The current environment makes it harder to reach such deals. Public debts are owed to a heterogeneous group of lenders including international bondholders, large official bilateral creditors, multilateral development banks, and domestic creditors. Besides complicating coordination, this raises the possibility of bad self-fulfilling equilibria with sudden stops and/or banking crises. At the same time, growth prospects for DCs are currently uncertain, hurt not just by global stagflation, but also by deeper trends including robotization and of climate change. There is a serious risk that debt negotiations will get stuck for long periods, leading to a dramatic roll-back of the gains of the past two decades in growth convergence of poverty reduction.

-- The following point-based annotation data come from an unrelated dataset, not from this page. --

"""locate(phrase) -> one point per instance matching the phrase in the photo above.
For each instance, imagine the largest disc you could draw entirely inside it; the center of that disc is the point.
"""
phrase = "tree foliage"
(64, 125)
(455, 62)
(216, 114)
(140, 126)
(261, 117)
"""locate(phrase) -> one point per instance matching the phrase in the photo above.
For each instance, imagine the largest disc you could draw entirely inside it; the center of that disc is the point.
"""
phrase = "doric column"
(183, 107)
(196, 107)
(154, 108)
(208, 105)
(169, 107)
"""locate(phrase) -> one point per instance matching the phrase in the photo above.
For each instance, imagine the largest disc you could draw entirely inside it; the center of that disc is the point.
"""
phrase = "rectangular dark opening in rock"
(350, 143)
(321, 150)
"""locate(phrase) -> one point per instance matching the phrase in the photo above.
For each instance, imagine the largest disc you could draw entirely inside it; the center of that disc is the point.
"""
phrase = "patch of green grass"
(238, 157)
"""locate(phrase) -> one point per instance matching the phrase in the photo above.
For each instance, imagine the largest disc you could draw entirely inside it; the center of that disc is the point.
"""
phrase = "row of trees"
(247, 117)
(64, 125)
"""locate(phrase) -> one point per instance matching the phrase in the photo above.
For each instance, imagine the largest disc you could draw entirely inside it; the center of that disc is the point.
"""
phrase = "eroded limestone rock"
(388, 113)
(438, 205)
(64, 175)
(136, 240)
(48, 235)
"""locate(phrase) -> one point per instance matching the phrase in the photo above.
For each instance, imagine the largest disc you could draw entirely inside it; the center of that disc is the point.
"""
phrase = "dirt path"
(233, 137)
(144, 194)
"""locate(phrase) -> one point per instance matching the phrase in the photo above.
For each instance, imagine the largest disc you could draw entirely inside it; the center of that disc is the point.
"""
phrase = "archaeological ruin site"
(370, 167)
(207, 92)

This initiative proposes to explore how to improve this process by both evaluating in real time “deals” as they get struck, and by discussing some of the ongoing global initiatives that can affect these deals, such as efforts to improve the G20 initiated Common Framework for debt negotiations, scale up green finance, and improve the performance of IFIs.

A particular area of focus will be the country adjustment plans. Debt deals for countries suffering from a debt overhang are an opportunity to embark on a new growth path. In most cases, austerity will have to be part of the adjustment. But the promise of future growth makes it easier to implement domestically costly adjustments measures. It also makes it easier to reach agreement with creditors. Growth opportunities will however have to be financed, and this requires new loan commitments as well as the creation of sufficient
headroom during debt reduction to allow for future new financing.

These themes will be the focus of several webinars involving specialists and practitioners from around the world. Our first webinar will discuss a framework to evaluate debt deals. Subsequent panels will discuss adjustment programs, starting with Zambia, and moving on to the cases of Sri Lanka, Tunisia, Egypt, Lebanon, or Ghana – when deals are reached under the aegis of the IMF.

Panel: Learning from recent Debt Deals/Proposing useful Innovations

Tuesday October 31, 2023

9:00 AM ET | 2:00 PM Paris

Chair:

Dani Rodrik, Harvard University & International Economic Association (IEA)

Speakers:

Vera Songwe (Chair, Liquidity and Sustainability Facility, Brookings Institute). A tour d’horizon of innovations in debt restructuring to return to growth.

Ugo Panizza (Graduate Institute of International and Development Studies, Geneva). Value Recovery Instruments – how can they help the debtor?

Chandru Chandrasekhar (UMass Amherst, and Jawaharlal Nehru University). Domestic debt restructuring to address external debt stress.

Ishac Diwan (Finance for Development Lab):  A fair Comparability of Treatment rule applied to all creditors.

Discussants: 

Hanan Morsy (United Nations Economic Commission for Africa)

Martin Guzman (Columbia Business School)

The sovereign debt distress landscape is evolving both through “practice”, the actual resolutions of individual cases, and through architectural changes. Only a few debt-restructuring deals have been completed in recent months (Chad, Suriname), while several are making partial progress (Zambia, Ghana, Sri Lanka), and a few remain stuck (Lebanon). Yet, several innovations are starting to appear.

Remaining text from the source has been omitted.